Having a woman at the helm, she believes, does help ensure such meticulous attention to detail, such as power washing the exterior of each unit at each service and including GOJO hand sanitizer in all units at no extra charge. Julie also demands that units used on construction sites (a small portion of their business) are never used at a wedding or other high-end event.

And she knows this approach is working. At one wedding venue, Julie’s Johns provided multiple units every weekend for two years. The one time the venue opted for another provider, Julie heard from the venue’s owner, complaining about a competitor’s poor service and cleanliness. “She (the owner) was just amazed at the difference,” Julie says. “That is something that we are very proud of.”

Building a new brand

For Julie, creating a new business meant having a strong logo and brand to identify it and its target audience. Her logo, highlighted in red, features a pair of shapely legs topped by a toilet seat.

“I envisioned legs and a toilet, so I started looking on the internet,” says Julie, who had a clear idea of what she wanted. She used a designer they had previously worked with, who delivered the logo they have today. “I wanted something that was feminine, sassy and elegant. I think my designer nailed it. I wanted something that would say ‘a woman owns this company.’”
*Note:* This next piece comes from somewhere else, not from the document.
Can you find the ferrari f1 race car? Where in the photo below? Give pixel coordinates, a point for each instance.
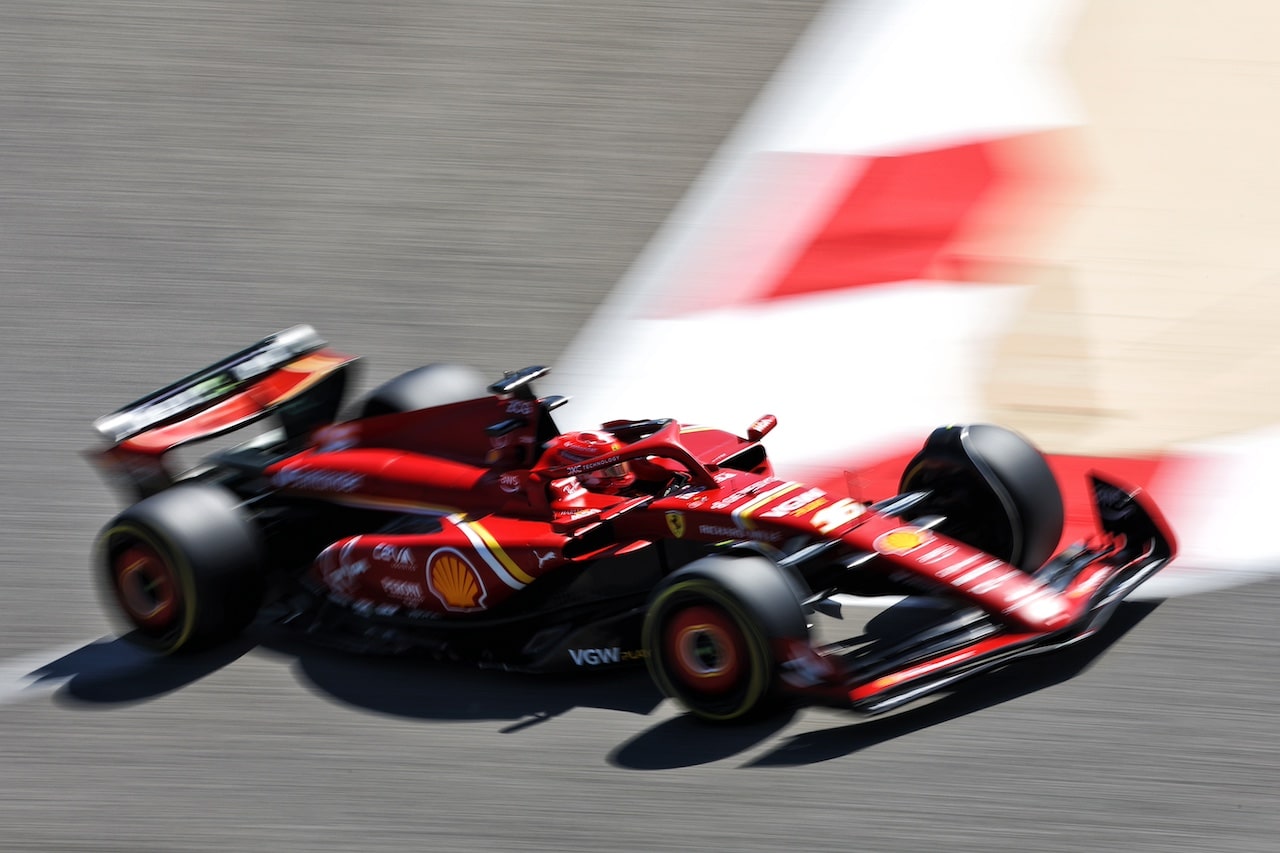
(449, 515)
And while Julie says she was sure that most women would find the logo fun and appealing, she wasn’t sure how men would take it. Julie says infrequently some people see the image and are puzzled over what her company does; she says they have never heard anything derogatory about their logo.

Get the party started

In the 1990s, Julie worked at a flower shop. “I think maybe that was something that put the idea of weddings and parties into my head,” she says, recalling she liked “the girlie aspect” of the events the best.

To that end, she works to bring much-appreciated amenities to her business. That’s especially important in summer, when Julie’s Johns could line up 16 or more weddings in June alone.

That’s where Julie’s high-end restroom trailers shine. Her inventory includes a new three-stall unit from Satellite Suites and a Porta Lisa two-stall model from JAG Mobile Solutions.

The company also offers four very roomy Boudoir flushable units from PolyPortables that include motion-activated lights, coat hook, full-length mirror, towel dispenser, shelf and hand-wash station, all inside the unit.

In the Boudoir units, Donnie says, “The amenities are very nice and ideal for someone who can’t afford a trailer.”

Spreading the word

When Julie’s Johns started, word-of-mouth brought in most of their business, and it continues to do so. But they have tried other methods of advertising along the way. In their first year, they set up a booth at the Johnson County Fair as well as the county’s bridal show, but didn’t feel they reaped enough business to set up again (although they did take out an ad in the print bridal guide).

Now they’ve expanded to promoting their business online, paying about $600 per month for Google ads to increase their search engine optimization (SEO). In addition to paying an up-front fee to design the website, they also pay a monthly fee for monitoring and updating the site.

“The advertising with Google does seem to be working,” says Julie. “We worked with Dave Philpott, president of PICS International (in Indianapolis), to come up with a site that would be appealing to women. I didn’t want it to look too industrial.”

In terms of gauging effectiveness, Julie says, “Dave sends us a report monthly from Google Analytics. Search words are ‘portable toilets’ and ‘restroom trailers.’” And while Julie’s Johns may not always end up at the top of the SEO search now, they’re working to change that. “Our goal is to be able to funnel more advertising money into our Google ad in the next year to always be on top.”